Now comes another glaring sign that the young administration is ill-prepared for the duties of governing: The astonishing number of high-level positions that President Trump still has yet to fill.
The Partnership for Public Service identified 553 key positions in the federal government that require Senate confirmation: cabinet secretaries, assistant secretaries, administrators, ambassadors, chief counsels, directors, and so on. As of March 28, Trump had named 61 people to these positions, 21 of whom had been confirmed by the Senate. That figure doesn’t reflect well on the Senate, but it still leaves an astonishing 492 key government positions awaiting a nominee.
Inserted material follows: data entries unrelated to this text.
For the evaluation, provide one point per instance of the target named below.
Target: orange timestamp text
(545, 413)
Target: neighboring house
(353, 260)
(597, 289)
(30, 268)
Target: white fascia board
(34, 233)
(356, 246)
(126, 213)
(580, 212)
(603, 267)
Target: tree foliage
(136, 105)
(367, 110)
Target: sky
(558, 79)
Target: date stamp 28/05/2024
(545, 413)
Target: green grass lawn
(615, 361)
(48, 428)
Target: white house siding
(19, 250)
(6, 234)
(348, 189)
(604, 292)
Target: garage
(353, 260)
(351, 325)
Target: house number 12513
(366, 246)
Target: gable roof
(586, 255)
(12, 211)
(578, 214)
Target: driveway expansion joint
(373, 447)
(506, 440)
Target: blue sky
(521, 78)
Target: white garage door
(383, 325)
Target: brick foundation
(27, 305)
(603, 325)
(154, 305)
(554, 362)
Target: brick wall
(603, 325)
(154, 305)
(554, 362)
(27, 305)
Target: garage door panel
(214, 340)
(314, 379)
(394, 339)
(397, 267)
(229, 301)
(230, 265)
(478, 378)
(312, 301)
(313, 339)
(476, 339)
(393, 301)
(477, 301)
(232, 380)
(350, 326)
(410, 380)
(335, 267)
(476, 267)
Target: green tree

In the meantime, all of those jobs are being done by holdover appointees of the previous administration or acting officials from the civil service.
You might think that by late March, an administration that considers immigration enforcement such a priority would have named its own director of U.S. Citizenship and Immigration Services, or its own commissioner of U.S. Customs and Border Protection, or its own assistant secretary for Immigration and Customs Enforcement at the Department of Homeland Security, or its own assistant secretary for population, refugees and migration at the State Department, or a new director of the State Department Office to Monitor and Combat Trafficking, or a special counsel for immigration-related unfair employment practices at the DOJ.
Trump hasn’t named nominees for any of those slots.